Credit Suisse crolla e la crisi bussa all’Europa
Di Davide Grammatica
Dopo il crollo delle banche americane, la crisi sembra bussare alle porte dell’Europa, e soprattutto di Credit Suisse. Ma anche il resto del sistema continua a traballare
La crisi di Credit Suisse
Sulla scia della crisi bancaria che ha colpito gli Stati Uniti (QUI il nostro approfondimento), con la caduta di banche come Silverbank, SVB e Signature, anche il sistema europeo comincia a traballare. Gli occhi sono tutti puntati su Credit Suisse, le cui azioni hanno toccato un nuovo minimo storico proprio in queste ore.
Inoltre, un importante investitore della banca svizzera, la Saudi National Bank, ha già dichiarato che non sarebbe in grado di fornire altra liquidità a causa delle restrizioni normative.
Il crollo del prezzo, sceso più volte sotto i 2 franchi svizzeri (interrompendo quindi la possibilità di trading), ha quindi innescato una nuova svendita di titoli di altre realtà europee, che già stavano affrontando significative turbolenze di mercato generate dalle banche americane.
Tra i maggiori ribassi si segnalano la francese Société Générale, la spagnola Banco de Sabadell e la tedesca Commerzbank, mentre le più colpite delle italiane risultano essere UniCredit, FinecoBank e Monte dei Paschi.
Il rischio del contagio
Il ruolo della Saudi National Bank, in questo contesto, assume un ruolo fondamentale, visto che se non fosse davvero in grado di garantire dell’assistenza finanziaria potrebbe scatenare un’ulteriore corsa al ribasso dei titoli. Il problema, però, sembra di essere solamente di carattere normativo, andando a possedere più del 10% consentito delle partecipazioni in Credit Suisse.
Ulrich Koerner, ceo di Credit Suisse, si è già espresso in difesa della liquidità della banca, giudicandola “molto, molto forte”, e in linea con i requisiti normativi. Il presidente Axel Lehmann, d’altra parte, ha invece rifiutato di commentare alla CNBC se la sua azienda abbia bisogno di un qualsiasi tipo di assistenza: “Siamo regolamentati, abbiamo solidi coefficienti patrimoniali, un bilancio molto solido”.
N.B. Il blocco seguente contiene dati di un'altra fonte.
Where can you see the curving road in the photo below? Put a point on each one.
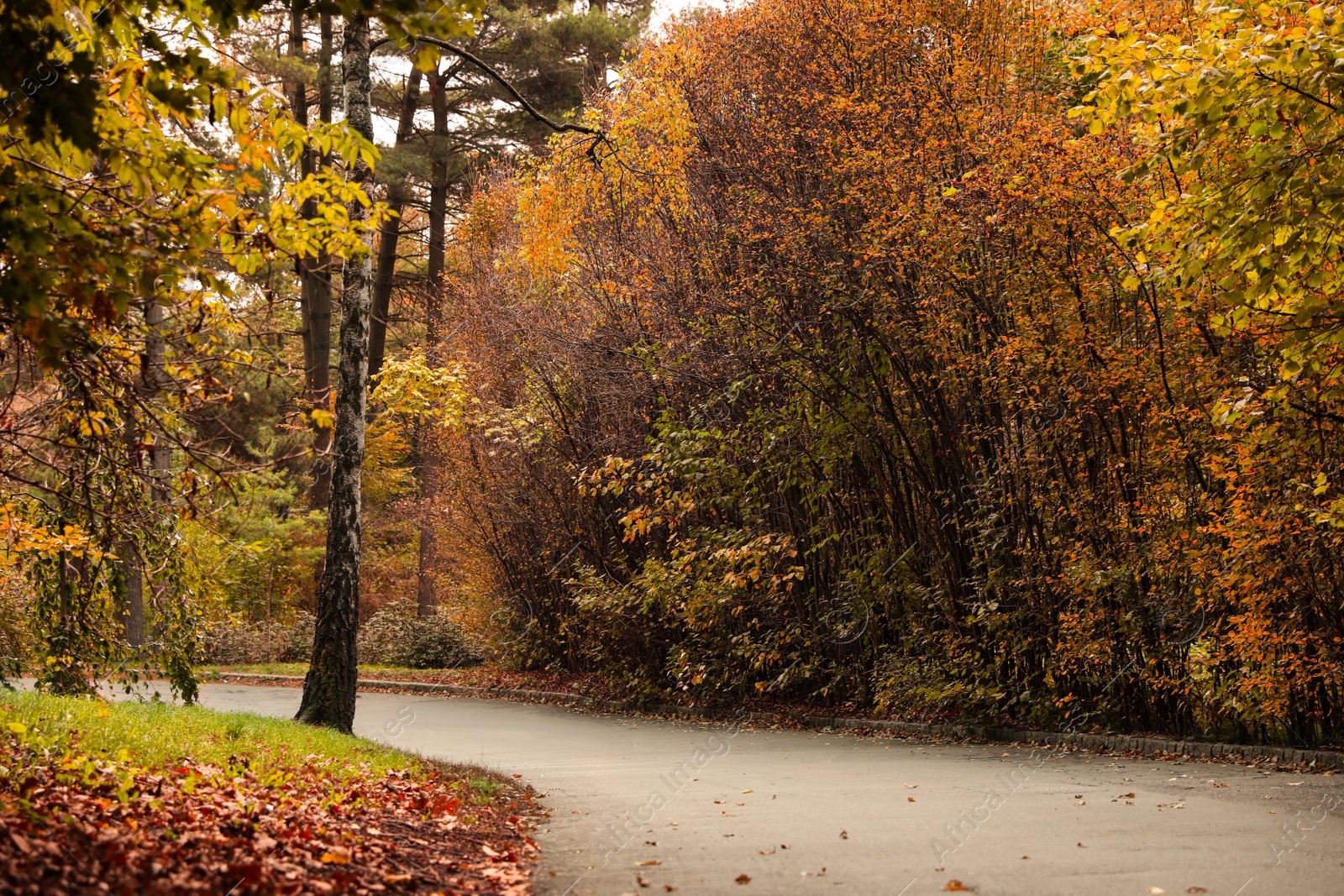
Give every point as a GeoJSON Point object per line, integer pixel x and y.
{"type": "Point", "coordinates": [692, 808]}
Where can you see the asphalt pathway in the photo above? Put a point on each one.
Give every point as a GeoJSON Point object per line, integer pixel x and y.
{"type": "Point", "coordinates": [644, 806]}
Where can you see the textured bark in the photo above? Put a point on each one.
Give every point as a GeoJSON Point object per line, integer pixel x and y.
{"type": "Point", "coordinates": [329, 685]}
{"type": "Point", "coordinates": [315, 300]}
{"type": "Point", "coordinates": [390, 233]}
{"type": "Point", "coordinates": [597, 60]}
{"type": "Point", "coordinates": [427, 591]}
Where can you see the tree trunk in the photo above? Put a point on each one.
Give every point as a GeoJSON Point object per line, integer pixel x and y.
{"type": "Point", "coordinates": [427, 591]}
{"type": "Point", "coordinates": [390, 233]}
{"type": "Point", "coordinates": [315, 273]}
{"type": "Point", "coordinates": [329, 685]}
{"type": "Point", "coordinates": [597, 56]}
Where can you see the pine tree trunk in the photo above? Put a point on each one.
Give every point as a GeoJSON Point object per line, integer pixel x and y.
{"type": "Point", "coordinates": [597, 56]}
{"type": "Point", "coordinates": [390, 234]}
{"type": "Point", "coordinates": [427, 591]}
{"type": "Point", "coordinates": [315, 273]}
{"type": "Point", "coordinates": [329, 685]}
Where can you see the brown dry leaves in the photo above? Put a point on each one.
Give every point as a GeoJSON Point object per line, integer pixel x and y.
{"type": "Point", "coordinates": [201, 829]}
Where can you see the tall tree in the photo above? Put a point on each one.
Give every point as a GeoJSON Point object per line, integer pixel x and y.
{"type": "Point", "coordinates": [389, 234]}
{"type": "Point", "coordinates": [315, 273]}
{"type": "Point", "coordinates": [329, 685]}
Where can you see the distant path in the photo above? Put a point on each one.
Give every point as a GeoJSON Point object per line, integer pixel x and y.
{"type": "Point", "coordinates": [608, 778]}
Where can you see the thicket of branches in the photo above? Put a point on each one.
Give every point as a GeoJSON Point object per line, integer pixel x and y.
{"type": "Point", "coordinates": [830, 375]}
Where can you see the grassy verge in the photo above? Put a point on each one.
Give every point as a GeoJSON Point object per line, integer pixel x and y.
{"type": "Point", "coordinates": [152, 799]}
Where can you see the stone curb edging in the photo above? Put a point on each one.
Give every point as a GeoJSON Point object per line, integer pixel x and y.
{"type": "Point", "coordinates": [1312, 759]}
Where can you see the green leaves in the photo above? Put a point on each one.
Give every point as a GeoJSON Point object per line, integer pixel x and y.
{"type": "Point", "coordinates": [1236, 123]}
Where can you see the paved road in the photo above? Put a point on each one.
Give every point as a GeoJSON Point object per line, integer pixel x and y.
{"type": "Point", "coordinates": [696, 806]}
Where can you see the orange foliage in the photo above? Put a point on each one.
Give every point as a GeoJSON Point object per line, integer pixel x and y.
{"type": "Point", "coordinates": [826, 378]}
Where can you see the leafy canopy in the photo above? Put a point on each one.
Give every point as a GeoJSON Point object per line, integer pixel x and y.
{"type": "Point", "coordinates": [1236, 118]}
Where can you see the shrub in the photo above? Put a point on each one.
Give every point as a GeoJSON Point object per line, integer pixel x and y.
{"type": "Point", "coordinates": [396, 636]}
{"type": "Point", "coordinates": [265, 641]}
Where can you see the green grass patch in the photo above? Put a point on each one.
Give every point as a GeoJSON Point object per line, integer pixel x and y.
{"type": "Point", "coordinates": [159, 735]}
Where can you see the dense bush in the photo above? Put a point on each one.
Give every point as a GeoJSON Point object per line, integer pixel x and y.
{"type": "Point", "coordinates": [233, 644]}
{"type": "Point", "coordinates": [826, 378]}
{"type": "Point", "coordinates": [396, 637]}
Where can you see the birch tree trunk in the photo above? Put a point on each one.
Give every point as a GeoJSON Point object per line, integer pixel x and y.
{"type": "Point", "coordinates": [427, 584]}
{"type": "Point", "coordinates": [315, 300]}
{"type": "Point", "coordinates": [329, 685]}
{"type": "Point", "coordinates": [390, 233]}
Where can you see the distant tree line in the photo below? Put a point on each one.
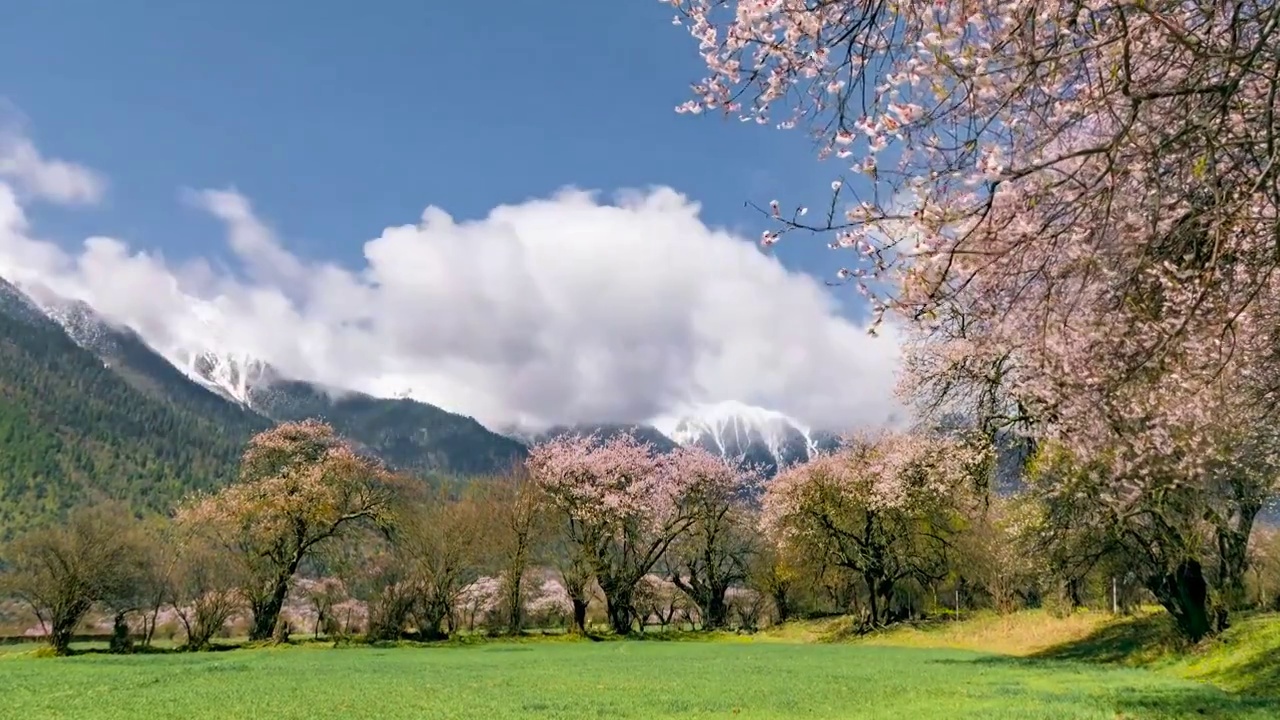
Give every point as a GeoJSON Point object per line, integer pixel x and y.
{"type": "Point", "coordinates": [892, 527]}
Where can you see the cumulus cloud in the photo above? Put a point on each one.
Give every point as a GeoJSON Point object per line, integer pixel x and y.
{"type": "Point", "coordinates": [56, 181]}
{"type": "Point", "coordinates": [563, 309]}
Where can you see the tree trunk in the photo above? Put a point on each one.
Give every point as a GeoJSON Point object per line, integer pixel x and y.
{"type": "Point", "coordinates": [579, 615]}
{"type": "Point", "coordinates": [60, 637]}
{"type": "Point", "coordinates": [120, 642]}
{"type": "Point", "coordinates": [716, 610]}
{"type": "Point", "coordinates": [1184, 593]}
{"type": "Point", "coordinates": [515, 605]}
{"type": "Point", "coordinates": [617, 606]}
{"type": "Point", "coordinates": [266, 614]}
{"type": "Point", "coordinates": [782, 604]}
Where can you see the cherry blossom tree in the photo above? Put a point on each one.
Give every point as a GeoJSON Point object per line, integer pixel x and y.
{"type": "Point", "coordinates": [438, 540]}
{"type": "Point", "coordinates": [60, 572]}
{"type": "Point", "coordinates": [621, 506]}
{"type": "Point", "coordinates": [300, 484]}
{"type": "Point", "coordinates": [551, 604]}
{"type": "Point", "coordinates": [883, 506]}
{"type": "Point", "coordinates": [1073, 209]}
{"type": "Point", "coordinates": [515, 537]}
{"type": "Point", "coordinates": [714, 554]}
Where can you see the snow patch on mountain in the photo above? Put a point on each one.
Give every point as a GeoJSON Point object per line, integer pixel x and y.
{"type": "Point", "coordinates": [736, 429]}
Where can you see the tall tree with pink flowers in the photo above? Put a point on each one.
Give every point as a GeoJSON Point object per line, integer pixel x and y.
{"type": "Point", "coordinates": [1073, 210]}
{"type": "Point", "coordinates": [622, 506]}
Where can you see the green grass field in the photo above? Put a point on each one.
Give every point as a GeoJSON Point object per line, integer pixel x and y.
{"type": "Point", "coordinates": [903, 674]}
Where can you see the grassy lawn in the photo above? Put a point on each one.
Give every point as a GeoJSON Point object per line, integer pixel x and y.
{"type": "Point", "coordinates": [604, 679]}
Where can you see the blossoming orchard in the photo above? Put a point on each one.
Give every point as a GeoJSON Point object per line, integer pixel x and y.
{"type": "Point", "coordinates": [1072, 209]}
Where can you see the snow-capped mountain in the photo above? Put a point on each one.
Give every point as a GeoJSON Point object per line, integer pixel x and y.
{"type": "Point", "coordinates": [759, 436]}
{"type": "Point", "coordinates": [234, 376]}
{"type": "Point", "coordinates": [16, 304]}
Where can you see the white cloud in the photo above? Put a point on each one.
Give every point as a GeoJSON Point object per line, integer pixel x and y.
{"type": "Point", "coordinates": [554, 310]}
{"type": "Point", "coordinates": [56, 181]}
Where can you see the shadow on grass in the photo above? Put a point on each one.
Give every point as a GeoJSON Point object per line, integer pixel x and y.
{"type": "Point", "coordinates": [1243, 660]}
{"type": "Point", "coordinates": [1147, 702]}
{"type": "Point", "coordinates": [1239, 673]}
{"type": "Point", "coordinates": [1136, 641]}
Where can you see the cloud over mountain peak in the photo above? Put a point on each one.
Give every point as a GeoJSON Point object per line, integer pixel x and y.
{"type": "Point", "coordinates": [557, 310]}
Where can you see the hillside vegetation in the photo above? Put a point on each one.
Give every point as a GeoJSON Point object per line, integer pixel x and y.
{"type": "Point", "coordinates": [73, 432]}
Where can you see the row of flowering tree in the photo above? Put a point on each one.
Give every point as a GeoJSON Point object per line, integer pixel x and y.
{"type": "Point", "coordinates": [1069, 210]}
{"type": "Point", "coordinates": [624, 509]}
{"type": "Point", "coordinates": [891, 525]}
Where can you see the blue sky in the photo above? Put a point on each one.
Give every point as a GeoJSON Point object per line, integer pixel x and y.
{"type": "Point", "coordinates": [341, 118]}
{"type": "Point", "coordinates": [336, 121]}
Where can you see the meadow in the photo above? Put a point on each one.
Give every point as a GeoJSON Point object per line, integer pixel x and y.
{"type": "Point", "coordinates": [1027, 668]}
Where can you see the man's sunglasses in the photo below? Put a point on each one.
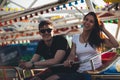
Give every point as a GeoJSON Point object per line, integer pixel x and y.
{"type": "Point", "coordinates": [44, 30]}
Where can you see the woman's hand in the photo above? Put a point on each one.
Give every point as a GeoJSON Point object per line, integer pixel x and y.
{"type": "Point", "coordinates": [68, 63]}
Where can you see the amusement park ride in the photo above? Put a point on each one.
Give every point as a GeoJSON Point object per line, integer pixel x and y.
{"type": "Point", "coordinates": [22, 26]}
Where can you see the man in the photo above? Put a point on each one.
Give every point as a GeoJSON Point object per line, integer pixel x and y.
{"type": "Point", "coordinates": [54, 49]}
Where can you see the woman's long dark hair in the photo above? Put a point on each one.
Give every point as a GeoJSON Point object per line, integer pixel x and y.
{"type": "Point", "coordinates": [95, 35]}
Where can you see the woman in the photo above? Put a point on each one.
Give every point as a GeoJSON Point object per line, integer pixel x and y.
{"type": "Point", "coordinates": [85, 45]}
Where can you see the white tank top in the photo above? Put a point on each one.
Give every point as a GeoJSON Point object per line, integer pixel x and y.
{"type": "Point", "coordinates": [85, 52]}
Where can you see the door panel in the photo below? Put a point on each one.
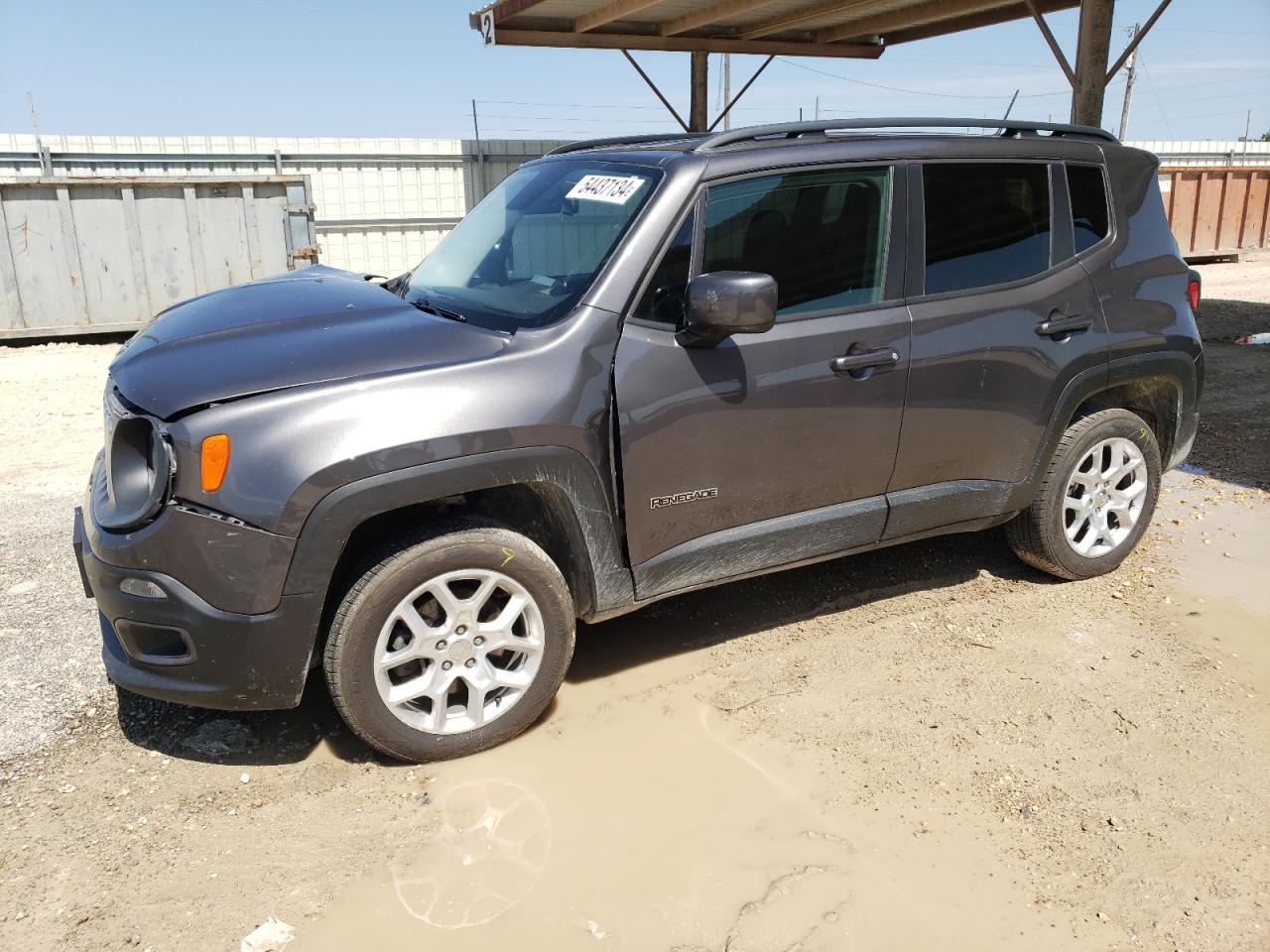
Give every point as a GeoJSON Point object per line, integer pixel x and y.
{"type": "Point", "coordinates": [988, 365]}
{"type": "Point", "coordinates": [762, 419]}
E anche per quanto riguarda l’andamento dei prezzi, silenzio assoluto. Altri investitori hanno denunciato “debolezze sostanziali” nei processi di rendicontazione finanziaria per il 2022 e il 2021, e in merito a ciò è intervenuta la stessa Securities and Exchange Commission (SEC) degli Stati Uniti, per una “valutazione tecnica delle revisioni precedentemente divulgate al rendiconto finanziario consolidato negli anni chiusi al 31 dicembre 2020 e 2019”.
Credit Suisse, a dirla tutta, non naviga in acque calme già dall’intero 2022, in cui ha rivelato di aver assistito a “prelievi significativamente più elevati dei depositi in contanti”, pari a 110 miliardi di franchi svizzeri solo nel quarto trimestre.